Developing dyslexia-friendly practices requires businesses to consider first, how accessible their current communications are across all fields (such as employment, recruitment and customer communications). For example, the average reading age in the UK is nine-years old. This is not commonly known, but it has a significant impact on how your communications are reached. Particular fonts can be inaccessible to people with a learning disability like dyslexia. Some fonts make it difficult for the reader to tell the difference between letter shapes, such as ‘m’ and ‘r & n’ when written together as in: modern and modem. See here for best practice advice on font selection.

Overcoming potential communication barriers also means recognising the significant part of audience engagement that takes place in a digital and mobile environment. Whether by computer, laptop, smartphone, tablet, or even a wearable device, businesses need to be confident that their communications can reach all of the audience, how and wherever they want to access your information.

Your businesses website is one of the most important communication channels that audiences will use to find information. Imagine if a person with dyslexia finds your website, they click through the site and cannot find or read the information contained within it. To avoid this troubling start, businesses need to think about inclusive fonts, colour contrast and layout to comply with web accessibility guidelines detailed here.

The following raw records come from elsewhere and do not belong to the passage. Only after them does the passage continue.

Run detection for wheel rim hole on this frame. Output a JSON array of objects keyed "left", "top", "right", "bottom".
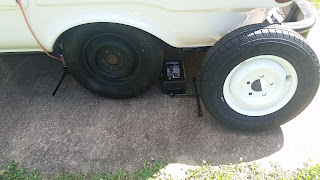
[
  {"left": 107, "top": 54, "right": 119, "bottom": 65},
  {"left": 251, "top": 79, "right": 268, "bottom": 92}
]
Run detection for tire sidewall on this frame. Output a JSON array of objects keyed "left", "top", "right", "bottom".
[
  {"left": 64, "top": 23, "right": 162, "bottom": 98},
  {"left": 202, "top": 38, "right": 317, "bottom": 130}
]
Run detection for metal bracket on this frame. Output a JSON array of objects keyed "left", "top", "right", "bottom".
[{"left": 170, "top": 77, "right": 203, "bottom": 117}]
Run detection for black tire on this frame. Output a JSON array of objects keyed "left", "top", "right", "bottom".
[
  {"left": 200, "top": 24, "right": 319, "bottom": 130},
  {"left": 63, "top": 23, "right": 162, "bottom": 98}
]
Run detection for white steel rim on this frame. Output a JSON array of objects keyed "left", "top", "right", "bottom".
[{"left": 223, "top": 55, "right": 298, "bottom": 116}]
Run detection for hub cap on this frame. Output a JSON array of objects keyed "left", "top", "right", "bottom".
[{"left": 223, "top": 55, "right": 298, "bottom": 116}]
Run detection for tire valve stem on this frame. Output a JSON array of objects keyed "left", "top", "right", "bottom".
[{"left": 286, "top": 75, "right": 291, "bottom": 80}]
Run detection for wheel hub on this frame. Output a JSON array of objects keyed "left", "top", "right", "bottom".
[
  {"left": 107, "top": 54, "right": 119, "bottom": 65},
  {"left": 251, "top": 78, "right": 268, "bottom": 92}
]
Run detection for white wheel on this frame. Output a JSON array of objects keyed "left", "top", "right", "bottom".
[
  {"left": 223, "top": 55, "right": 298, "bottom": 116},
  {"left": 200, "top": 24, "right": 320, "bottom": 130}
]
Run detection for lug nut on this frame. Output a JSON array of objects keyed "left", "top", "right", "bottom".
[{"left": 286, "top": 75, "right": 291, "bottom": 80}]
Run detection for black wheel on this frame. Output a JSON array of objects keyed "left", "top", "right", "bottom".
[
  {"left": 201, "top": 24, "right": 319, "bottom": 130},
  {"left": 63, "top": 23, "right": 162, "bottom": 98}
]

There are also a number of specialised technological strategies available to businesses that can greatly increase the accessibility of their online communications, such as rulers to guide the reader and a dictionary to help with tricky words. Solutions like Recite Me, offer a Cloud-based accessibility and language toolbar that allows website users with dyslexia to access your on-line content across all devices to meet the diverse needs of all your customers. Software that provides text-to-speech, language support, and website customisation features ensures that you are using online communications to the best effect to drive business benefits and reach people with dyslexia.